I said, “At which point the ‘chip’ part of your name becomes unfortunately literal.”
“I’ll leave a sandblaster in the truck.” He did sound worried. “Regardless, it’ll get done, and it’ll look great.”
I said, “You’re doing it, so that part’s a given.”
Chip froze, and I tried to cover with a laugh. “I mean—you helped pick out great paving stones.”
Was he as embarrassed as I was? I didn’t know anything about him other than he was an awkward Ph.D. student with a sharp sense of humor. What if he was married and had five kids?
He said, “Well, it’s got to look good for the next fifty years.”
Fifty years from now, he’d be a professor emeritus of Ancient Mesopotamia, gray at the temples and still with eyes that crinkled when he smiled and a sharp-witted retort for every remark his grandchildren served up.
How could I let that go? What if…?
Chip said, “I’ll let you know when they’re delivered, and I’ll keep you posted after I get started.”
I said, “Actually, I’m flying out. To supervise.”
Chip’s brows furrowed. “You said you weren’t. It was all going to be remote. Plus, there’s Tropical Storm Darcy.”
“Things changed.” Specifically, the mason changed. “I can arrive Monday, and I’ll stay until Thursday when you’re done.”
My heart pounded, but I could do this. Aunt Sophie had wanted me up there to vet contractors. Now I could vet the actual work. Fly out there on Aunt Sophie’s dime, work remotely from the vacation home, and meet up with the mason.
Chapter 4
Chip
Seven o’clock Monday morning, a walkway loomed before me longer than the Silk Road.
Two-hundred-sixty-one square feet of rock and dirt. A company truck loaded with equipment. Four pallets of paving stones. And Chip MacElroy, graduate student extraordinaire.
I was in so much trouble.
First order of business: demolition. I began prying up the wrecked stones and piling them in a wheelbarrow. Whenever it got full, I wheeled it the long way around (where the slope wasn’t as steep) and dumped it where the pavers would be easy to load into Dad’s truck.
As if a ton of stone could be “easy.”
Eight o’clock. This was a mistake. I would never get an entire walkway finished, not in three days. Not in three hundred days. Dad had been in construction for thirty-five years and was bang on the money: this job wasn’t worth it.
I downed half a water bottle and checked the phone. Alyssa had texted an hour ago. “Getting on the plane!”
I scrolled back through our messages. We got off topic so easily, lots of jokes and observations. Still, her coming to supervise? Doing that despite the tropical-storm-turned-hurricane kicking around the Atlantic right now? Alyssa didn’t trust me. She hadn’t planned to come to the Cape until hearing her brand-new paving stones would be laid down by some scrawny academic.
At least when she got here, she’d see I wasn’t scrawny. I’d worked summers for Dad since forever. Sure, at the beginning that meant paperwork and answering phones, but I’d climbed my share of ladders and hauled lumber. I’d gone on two archaeology digs, and there’d been lots of manual labor there. I wouldn’t blow away in a stiff breeze.
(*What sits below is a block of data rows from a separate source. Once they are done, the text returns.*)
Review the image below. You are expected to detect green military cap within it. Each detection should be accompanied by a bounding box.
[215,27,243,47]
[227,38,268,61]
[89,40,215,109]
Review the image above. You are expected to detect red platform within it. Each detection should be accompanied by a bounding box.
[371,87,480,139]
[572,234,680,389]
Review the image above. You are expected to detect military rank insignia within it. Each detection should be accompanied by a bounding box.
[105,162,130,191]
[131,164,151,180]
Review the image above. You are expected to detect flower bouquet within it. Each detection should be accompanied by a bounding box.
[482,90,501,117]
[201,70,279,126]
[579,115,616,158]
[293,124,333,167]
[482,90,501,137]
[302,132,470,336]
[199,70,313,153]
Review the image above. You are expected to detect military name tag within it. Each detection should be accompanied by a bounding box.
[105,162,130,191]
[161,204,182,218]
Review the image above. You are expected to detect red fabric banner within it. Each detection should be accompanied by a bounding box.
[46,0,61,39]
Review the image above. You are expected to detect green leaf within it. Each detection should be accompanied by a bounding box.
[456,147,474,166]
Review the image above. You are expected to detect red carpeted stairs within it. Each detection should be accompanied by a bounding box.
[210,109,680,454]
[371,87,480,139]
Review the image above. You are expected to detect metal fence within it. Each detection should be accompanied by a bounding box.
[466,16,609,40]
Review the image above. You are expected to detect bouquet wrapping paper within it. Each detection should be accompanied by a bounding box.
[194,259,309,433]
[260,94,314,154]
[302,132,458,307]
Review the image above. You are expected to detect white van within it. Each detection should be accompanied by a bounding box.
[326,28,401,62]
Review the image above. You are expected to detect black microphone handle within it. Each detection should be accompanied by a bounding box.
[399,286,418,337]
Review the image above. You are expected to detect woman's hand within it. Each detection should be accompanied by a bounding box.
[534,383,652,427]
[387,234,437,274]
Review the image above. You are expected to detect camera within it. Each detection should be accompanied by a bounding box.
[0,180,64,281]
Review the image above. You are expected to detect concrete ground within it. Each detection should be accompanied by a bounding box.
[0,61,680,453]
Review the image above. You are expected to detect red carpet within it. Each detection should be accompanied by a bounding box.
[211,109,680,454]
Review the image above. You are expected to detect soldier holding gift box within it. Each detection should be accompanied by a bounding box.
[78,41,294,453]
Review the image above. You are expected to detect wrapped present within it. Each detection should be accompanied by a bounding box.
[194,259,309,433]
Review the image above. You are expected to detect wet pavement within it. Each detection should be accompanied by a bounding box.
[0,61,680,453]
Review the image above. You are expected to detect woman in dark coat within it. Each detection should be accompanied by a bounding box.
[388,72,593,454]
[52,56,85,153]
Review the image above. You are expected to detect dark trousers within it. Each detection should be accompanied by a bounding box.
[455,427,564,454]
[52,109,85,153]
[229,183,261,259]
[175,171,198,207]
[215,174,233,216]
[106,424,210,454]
Think about it, I wanted to tell Alyssa. Every day, this Ph.D. student loaded a backpack with books and then hauled a thousand pounds of paper around campus.
Time to prove I could do it by actually doing it. I brought up an audiobook about agricultural developments in the Uruk empire and had the phone read aloud while I worked.
One stone at a time, the old walkway came up. One chapter at a time, I learned about irrigation farming.
Noon. I stripped off the gloves and broke for lunch in the shade of a maple tree.
A white Toyota Camry turned the corner and stopped in front of the house.
Heart hammering, I stuffed the remains of my lunch back into the thermal bag. Alyssa? I was damp with sweat and must have dirt smudged onto my face. Not the first impression I’d wanted to make—except this wasn’t the first. Alyssa had been impressing me for the last ten days.